Now all of you don't forget tonight's ARMPIT rally as the new moose mounts and their riders are introduced to the community. ARMPIT is on alert for insurgents who might want to disrupt the meeting and anti-peanut butter bomb dog sniffers will be in attendance. Following the introduction there is a beanie and weenie eating contest, followed by loudest and creative fart and then best armpit-slapping music melody making competition. A square dance will follow with former Investigator Loyal Sidekick-Jeremy as caller. Don't miss it.
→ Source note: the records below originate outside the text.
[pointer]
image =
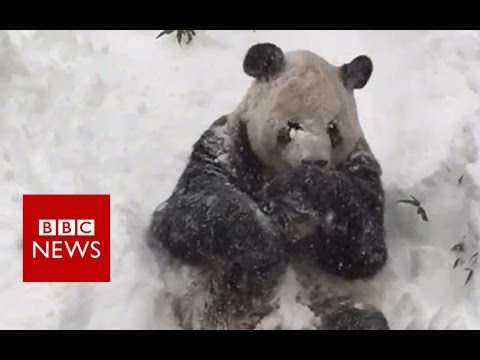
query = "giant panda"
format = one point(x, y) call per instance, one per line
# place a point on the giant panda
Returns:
point(284, 184)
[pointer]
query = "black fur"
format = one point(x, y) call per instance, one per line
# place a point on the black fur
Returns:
point(357, 73)
point(263, 61)
point(230, 212)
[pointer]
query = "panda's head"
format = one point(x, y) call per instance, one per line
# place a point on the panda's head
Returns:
point(300, 108)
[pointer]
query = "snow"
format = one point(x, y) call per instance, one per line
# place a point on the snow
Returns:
point(117, 112)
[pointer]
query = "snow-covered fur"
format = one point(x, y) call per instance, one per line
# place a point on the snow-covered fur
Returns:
point(240, 220)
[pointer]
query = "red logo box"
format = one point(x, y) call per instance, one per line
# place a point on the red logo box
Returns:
point(66, 238)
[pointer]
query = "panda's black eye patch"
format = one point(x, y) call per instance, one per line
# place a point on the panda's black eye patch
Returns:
point(336, 138)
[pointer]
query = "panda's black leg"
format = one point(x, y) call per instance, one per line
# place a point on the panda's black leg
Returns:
point(348, 317)
point(239, 298)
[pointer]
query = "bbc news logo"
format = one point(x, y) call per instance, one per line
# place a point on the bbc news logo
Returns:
point(66, 238)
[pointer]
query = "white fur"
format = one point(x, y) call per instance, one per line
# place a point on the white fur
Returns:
point(308, 90)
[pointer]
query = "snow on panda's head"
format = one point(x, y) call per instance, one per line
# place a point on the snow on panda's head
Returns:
point(299, 104)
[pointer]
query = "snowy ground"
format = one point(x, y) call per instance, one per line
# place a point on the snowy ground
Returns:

Turning to a somewhat somber note, make sure all of you know where your bomb shelters are in the event the Empire attacks. All military members will report immediately to their duty stations, but civilians will be directed to their assigned fall out shelters.

We're fighting for our independence, people and everyone of you is important! We will have our own ideas and choices about health care, education and who we will worship. We will not see our country collapsed by multi-billion dollar bailouts and gross recession because of misuse of funds by the executive branch... I could go on, but I must now turn to our station advertisement- bills have to be paid.

Now for the best in culinary treats, drive down to the Moose Pass Drive-In and Cafe. Sit in your car while beautiful young ladies on roller-skates bring your lip-sucking and mouth-drooling dinner-spread right to your vehicle at no extra cost. Dine on one of our roadkill specials, flavored in secret sauces created by Old Saddy herself. Dinner hours run between 4 pm to 9 pm, but the after hour specials can still elevate your pallet to a new level and each special comes with a freshly made chocolate doughnut. See you there!